A day in the company of other people (either virtually or mundanely) does not pass without someone making an observation about people being on their devices—chiefly their smartphones. We get comments in restaurants while awaiting our order, on public transit, in social settings where sitting around among a group of people without a formal agenda is de rigeuer.
Some of you may have seen David Gerrold’s post of a photo on Facebook of a group of European high-schoolers sitting beneath a grand painting, every one of them glued to their phones. The initial round of comments were almost entirely people venting about “kids these days” and how shameful it was that these youth were wasting their time texting or watching cat videos when they were in the presence of the greatness of a Dutch Master.
Scandalized? I beg you to withhold judgment, because this is where the title of my article comes in. It is, you may have suspected, a play on the caption of Magritte’s painting “The Treason (or Treachery) of Images”. Magritte painted a pipe and captioned it “Ceci n’est pas une pipe“, (This is not a pipe) thus making the point that it is not really a pipe at all, but only a representation of one.
Hold that thought.
When I was in elementary school and junior high, my class was given an hour in the school library one day a week. We were allowed to check out, as I recall, three books. I did. Every week. Then, I had my mom take me to the public library, where I bagged the legal limit there, as well. I believe that was six. Nine books, judiciously savored, could get me through an entire weekend. I was not built for athletics. Pear-shaped people have difficulty with things that other folks find easy-peasy. I also had a congenital hip defect that I was unaware of until about three years ago, and was painfully shy and had an invisible “bully target” on my derriere. Books were my world. I spent most evenings and weekends (when I wasn’t riding a horse) sitting on my bed gorging on literature and folklore. No one—not even my mother—objected. Books were edifying, reading was an acceptable pastime, even in public places.
What does this have to do with the above-mentioned photo? After he got all the negative commentary on the school kids’ use of their phones in the art museum, David reposted the photo with some context. These kids were in the museum studying art history. What they were doing on their phones was research. (Some museums even have apps that allow you to follow a narrative through the exhibits as you go.) These kids could say, if they spoke French in Amsterdam, “Ceci n’est pas une phone; c’est un manuel.” Translation—This is not a phone; this is a text book. And the photograph David posted was not a photograph of kids goofing off texting; it was a photograph of kids learning about art. I will not attempt to put that into French.
My phone, likewise, is not a phone. In fact, the thing I least of all use my phone for is talking to people. My texting is largely between me and my daughters as I attempt to figure out where they have gotten to in a given convention hotel. Nor is my phone (his name is Groot) just a phone that happens to do other stuff.
My phone is a library that just happens to do other stuff. It is an open 24/7, portable, pocket-sized library. Its shelf space is virtually unlimited and, because it can connect to the internet, if I should happen to devour every bit of lit on it, I can easily acquire more, wherever and whenever I happen to be. Best thing of all—there is no legal limit to how many books I can check out from my itty-bitty bibliotheque.

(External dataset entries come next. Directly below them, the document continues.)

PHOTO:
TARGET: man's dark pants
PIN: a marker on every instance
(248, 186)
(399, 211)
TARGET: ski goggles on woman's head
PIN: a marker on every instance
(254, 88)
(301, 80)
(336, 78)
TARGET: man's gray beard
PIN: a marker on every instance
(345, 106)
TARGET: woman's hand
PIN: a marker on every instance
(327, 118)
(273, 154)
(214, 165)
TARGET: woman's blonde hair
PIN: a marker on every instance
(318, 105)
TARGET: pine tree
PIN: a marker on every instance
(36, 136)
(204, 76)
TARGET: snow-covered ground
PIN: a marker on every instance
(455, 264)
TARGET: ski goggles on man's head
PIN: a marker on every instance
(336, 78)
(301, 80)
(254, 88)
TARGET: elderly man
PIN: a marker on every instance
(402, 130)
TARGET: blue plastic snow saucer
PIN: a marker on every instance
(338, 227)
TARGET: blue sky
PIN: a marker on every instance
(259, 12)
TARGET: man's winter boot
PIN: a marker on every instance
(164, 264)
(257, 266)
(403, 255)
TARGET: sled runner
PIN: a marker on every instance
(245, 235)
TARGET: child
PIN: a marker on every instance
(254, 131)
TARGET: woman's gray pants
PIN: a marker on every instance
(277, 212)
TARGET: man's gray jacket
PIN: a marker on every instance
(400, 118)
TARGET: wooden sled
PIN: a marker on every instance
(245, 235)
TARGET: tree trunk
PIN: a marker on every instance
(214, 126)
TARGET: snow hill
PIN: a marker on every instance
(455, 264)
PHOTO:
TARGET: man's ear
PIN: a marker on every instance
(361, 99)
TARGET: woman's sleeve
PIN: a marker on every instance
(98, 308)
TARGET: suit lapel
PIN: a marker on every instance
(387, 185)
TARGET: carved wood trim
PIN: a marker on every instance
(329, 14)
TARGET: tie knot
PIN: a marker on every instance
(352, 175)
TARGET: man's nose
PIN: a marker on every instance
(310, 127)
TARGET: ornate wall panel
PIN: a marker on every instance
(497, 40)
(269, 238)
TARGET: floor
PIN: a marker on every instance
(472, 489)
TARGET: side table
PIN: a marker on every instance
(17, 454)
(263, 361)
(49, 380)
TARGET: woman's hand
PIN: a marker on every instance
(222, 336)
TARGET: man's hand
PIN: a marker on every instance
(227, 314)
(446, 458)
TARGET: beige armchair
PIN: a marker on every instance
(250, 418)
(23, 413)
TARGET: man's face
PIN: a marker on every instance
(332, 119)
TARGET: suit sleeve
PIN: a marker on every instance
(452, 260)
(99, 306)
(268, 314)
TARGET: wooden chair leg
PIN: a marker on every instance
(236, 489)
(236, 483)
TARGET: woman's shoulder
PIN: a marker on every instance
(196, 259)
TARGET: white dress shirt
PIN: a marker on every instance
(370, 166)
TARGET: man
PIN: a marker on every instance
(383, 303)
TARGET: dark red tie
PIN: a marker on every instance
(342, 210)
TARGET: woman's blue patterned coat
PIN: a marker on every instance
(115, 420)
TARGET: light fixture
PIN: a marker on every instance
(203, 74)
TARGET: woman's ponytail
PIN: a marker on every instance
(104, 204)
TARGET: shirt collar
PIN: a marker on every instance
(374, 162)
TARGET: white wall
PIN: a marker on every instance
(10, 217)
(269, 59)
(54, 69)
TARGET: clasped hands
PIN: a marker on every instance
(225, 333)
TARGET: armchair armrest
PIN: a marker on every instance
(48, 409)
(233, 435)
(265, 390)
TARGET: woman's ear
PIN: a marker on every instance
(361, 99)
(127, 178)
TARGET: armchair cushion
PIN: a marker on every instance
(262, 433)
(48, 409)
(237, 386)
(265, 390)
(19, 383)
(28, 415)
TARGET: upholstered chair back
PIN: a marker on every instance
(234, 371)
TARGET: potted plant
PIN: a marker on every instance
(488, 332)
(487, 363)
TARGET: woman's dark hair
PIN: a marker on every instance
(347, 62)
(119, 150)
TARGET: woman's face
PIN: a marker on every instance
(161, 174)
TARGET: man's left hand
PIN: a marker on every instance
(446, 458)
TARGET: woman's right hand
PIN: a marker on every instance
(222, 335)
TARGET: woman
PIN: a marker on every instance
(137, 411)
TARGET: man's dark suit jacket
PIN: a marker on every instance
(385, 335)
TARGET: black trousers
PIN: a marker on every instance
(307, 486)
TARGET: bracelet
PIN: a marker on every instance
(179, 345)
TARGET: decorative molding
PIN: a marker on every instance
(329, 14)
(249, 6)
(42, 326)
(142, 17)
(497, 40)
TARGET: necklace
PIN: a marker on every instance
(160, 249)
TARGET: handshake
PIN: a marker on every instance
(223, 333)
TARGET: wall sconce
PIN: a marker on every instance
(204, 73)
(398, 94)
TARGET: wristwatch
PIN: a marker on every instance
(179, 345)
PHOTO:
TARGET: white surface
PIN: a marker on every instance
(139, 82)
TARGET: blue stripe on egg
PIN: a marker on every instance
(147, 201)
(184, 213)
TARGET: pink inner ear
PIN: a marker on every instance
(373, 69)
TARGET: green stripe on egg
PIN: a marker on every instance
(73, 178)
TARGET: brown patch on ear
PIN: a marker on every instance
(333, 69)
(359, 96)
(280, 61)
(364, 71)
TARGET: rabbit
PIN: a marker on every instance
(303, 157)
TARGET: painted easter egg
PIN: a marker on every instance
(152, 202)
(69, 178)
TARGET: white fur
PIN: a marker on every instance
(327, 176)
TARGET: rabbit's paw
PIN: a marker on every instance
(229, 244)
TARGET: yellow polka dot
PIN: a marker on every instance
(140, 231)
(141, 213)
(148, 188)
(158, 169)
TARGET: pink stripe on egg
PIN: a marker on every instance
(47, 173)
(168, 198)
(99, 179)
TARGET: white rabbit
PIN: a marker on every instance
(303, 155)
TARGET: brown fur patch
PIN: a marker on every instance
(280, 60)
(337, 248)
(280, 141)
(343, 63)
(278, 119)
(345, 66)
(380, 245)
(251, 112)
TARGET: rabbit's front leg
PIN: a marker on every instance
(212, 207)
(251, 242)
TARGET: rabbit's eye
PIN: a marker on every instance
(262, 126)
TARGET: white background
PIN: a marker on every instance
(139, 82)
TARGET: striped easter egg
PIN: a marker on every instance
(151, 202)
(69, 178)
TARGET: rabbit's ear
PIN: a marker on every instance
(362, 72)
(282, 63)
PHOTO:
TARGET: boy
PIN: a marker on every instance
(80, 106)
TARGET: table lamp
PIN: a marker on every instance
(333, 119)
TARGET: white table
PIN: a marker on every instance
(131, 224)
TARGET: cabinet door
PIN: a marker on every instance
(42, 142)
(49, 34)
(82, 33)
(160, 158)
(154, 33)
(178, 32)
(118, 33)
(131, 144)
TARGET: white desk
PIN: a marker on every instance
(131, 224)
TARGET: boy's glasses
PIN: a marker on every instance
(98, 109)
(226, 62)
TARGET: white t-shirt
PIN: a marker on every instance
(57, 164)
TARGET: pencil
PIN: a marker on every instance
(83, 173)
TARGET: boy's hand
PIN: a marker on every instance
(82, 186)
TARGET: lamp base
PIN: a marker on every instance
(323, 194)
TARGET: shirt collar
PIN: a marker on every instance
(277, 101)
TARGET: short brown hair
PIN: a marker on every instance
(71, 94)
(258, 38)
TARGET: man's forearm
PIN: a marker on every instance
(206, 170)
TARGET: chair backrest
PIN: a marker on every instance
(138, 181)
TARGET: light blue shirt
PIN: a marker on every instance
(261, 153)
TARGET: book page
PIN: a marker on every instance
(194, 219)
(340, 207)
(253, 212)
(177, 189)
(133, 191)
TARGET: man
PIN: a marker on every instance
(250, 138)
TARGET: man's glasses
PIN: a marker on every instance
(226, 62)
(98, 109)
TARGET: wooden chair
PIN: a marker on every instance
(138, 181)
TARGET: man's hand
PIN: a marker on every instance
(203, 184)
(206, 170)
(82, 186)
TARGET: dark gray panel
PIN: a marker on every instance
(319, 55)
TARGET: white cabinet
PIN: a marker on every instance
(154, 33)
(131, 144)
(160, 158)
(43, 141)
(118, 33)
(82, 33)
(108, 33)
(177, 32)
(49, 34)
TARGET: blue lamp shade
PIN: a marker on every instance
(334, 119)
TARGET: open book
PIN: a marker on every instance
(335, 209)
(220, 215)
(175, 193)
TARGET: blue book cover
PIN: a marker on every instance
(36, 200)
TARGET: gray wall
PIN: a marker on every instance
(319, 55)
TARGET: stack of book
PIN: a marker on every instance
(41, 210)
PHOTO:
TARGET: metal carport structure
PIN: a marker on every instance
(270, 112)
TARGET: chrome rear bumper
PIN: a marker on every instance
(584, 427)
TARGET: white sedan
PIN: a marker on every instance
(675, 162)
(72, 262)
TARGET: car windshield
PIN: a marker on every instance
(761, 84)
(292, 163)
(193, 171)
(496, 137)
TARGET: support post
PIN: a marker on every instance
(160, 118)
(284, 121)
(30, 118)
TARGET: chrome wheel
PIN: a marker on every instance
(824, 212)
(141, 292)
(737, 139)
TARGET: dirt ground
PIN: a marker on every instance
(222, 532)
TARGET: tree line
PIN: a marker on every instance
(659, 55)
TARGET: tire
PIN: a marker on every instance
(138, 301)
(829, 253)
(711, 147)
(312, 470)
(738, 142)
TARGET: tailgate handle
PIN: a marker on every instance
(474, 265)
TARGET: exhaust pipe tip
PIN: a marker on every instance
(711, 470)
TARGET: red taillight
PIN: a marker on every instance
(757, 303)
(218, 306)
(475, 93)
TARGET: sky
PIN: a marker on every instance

Of course, my library also comes with a camera and dark room, a video arcade, a movie theater, a research facility, a word processor, a language translator, a dictionary, an encyclopedia, an address book, a GPS system, a presentation package and a device-independent virtual notebook in which I can clip news stories, take notes, even write my own prose if I so choose, but the mos
t important thing it grants me is access to knowledge and information.